On her first album under her own name, the Queens songwriter leaves the soft-focus folk of Goo behind for something denser, darker, and more volatile.
Beck Zegans used to call herself Goo. Under that name she made Squid Ink Sky, a record of lush, hallucinatory folk where organ and pedal steel wrapped around melodies that felt suspended in thick air. That album was 2023 and it deserved a longer life. But Engraving of Armor, her first release under her own name, moves in a very different direction. The dreaminess hasn’t vanished, but it now operates in harsher light. The arrangements are pricklier, the emotional register more combative.
Zegans has said the writing came from an angrier period spent listening to louder music. You can hear that in the way opener “When You Were in My Bed” starts as a gentle drone and then slowly coagulates into a chaotic krautrock rip, guitars snarling around the edges of her voice. She sings about a sleeping figure, “a dragon with folded wings,” and the tenderness of the image keeps colliding with the noise that eventually swallows it.
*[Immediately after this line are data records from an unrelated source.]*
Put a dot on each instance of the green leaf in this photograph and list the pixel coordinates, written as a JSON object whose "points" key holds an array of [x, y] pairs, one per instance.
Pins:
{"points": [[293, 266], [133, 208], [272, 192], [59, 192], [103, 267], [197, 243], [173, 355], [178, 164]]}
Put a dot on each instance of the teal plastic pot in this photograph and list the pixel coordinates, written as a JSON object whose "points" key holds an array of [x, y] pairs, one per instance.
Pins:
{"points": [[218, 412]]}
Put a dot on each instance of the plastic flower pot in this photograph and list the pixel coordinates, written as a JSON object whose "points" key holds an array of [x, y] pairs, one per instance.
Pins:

Throughout the record, Zegans works with a small group—Alex MacKay and Julian Fader—and together they pull the songs into stranger zones. “Record Tamer” hits a rhythmic pocket that briefly evokes Radiohead’s “Weird Fishes/Arpeggi,” but feels sparser, more brittle. “Slither” struts along with a casual menace before caving to a swarm of guitars as Zegans notes the distance between desire and control. There are moments that lean into immediate melody, like the jangling “Love in the End Times,” but an ominous current tugs at the edges of every hook.
The album closes with “Armor (Susan’s Poem),” a gentle elegy that cautions against sealing yourself off. Zegans sings, “Only a suit of war remains,” and the line lands differently after the turbulent noise-rock climax of “Woods.” By then it’s clear that Engraving of Armor isn’t about hiding behind noise. It’s about letting the pressure build until something breaks open. The album is out now via Exploding in Sound.